As an emotion, anger is normal, but solving it needs a proper channel. If not controlled it is destructive, yet if well handled, it becomes a means of generating the energy for something positive. Don’t ignore it, handle it.

Uncontrolled anger: there are people who deny responsibility of the things they do. They say, I’ve got a hot temper; I can’t help it..; that is me; that is the way I am; this kind of people avoid responsibility for anger and its results when they express hostile emotions.
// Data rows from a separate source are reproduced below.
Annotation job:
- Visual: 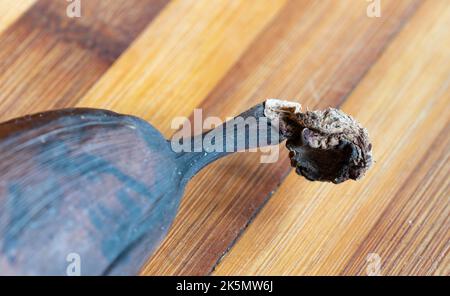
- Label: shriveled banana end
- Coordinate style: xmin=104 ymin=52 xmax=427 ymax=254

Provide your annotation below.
xmin=264 ymin=99 xmax=373 ymax=184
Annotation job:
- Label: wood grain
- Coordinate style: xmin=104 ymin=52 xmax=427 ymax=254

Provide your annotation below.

Over controlled anger; some people feel that anger should always be suppressed. They choose to even smile over anger denying its presence. We shouldn’t deny anger because it is a reality and we become untrue to ourselves. Accepting anger shows others that we are sensitive, especially to our spouses. The feelings of anger must be recognized and be dealt with in a positive manner. When you over-control your anger it will express itself in physical pains and body aches. It comes back to you; it is your responsibility to resolve it.

How do you resolve anger?
We can resolve anger if we are willing to confess our wrongs to each other. We shouldn’t deny the responsibility for our mistakes. We need not to condemn or attack the other person if we are to settle and resolve the crisis. We talk, we negotiate. Such a manner restores love and mutual co-operation in the married.

When you refuse to solve angering circumstances and you disguise as if things have not happened, the anger will be directed  towards family members in ways such as avoiding responsibility, thoughtlessness, rejection, unfaithfulness and neglect which bring tears in homes. 

Appeal; having known that anger is normal, but carrying with it serious effects if not cleared, let us then handle it before it brings damages to our marriages. Our relationships need that sweet flavor to keep healthy. When there is no happiness at home you will not find peace anywhere. We cannot bury our emotions dead- they are always buried alive!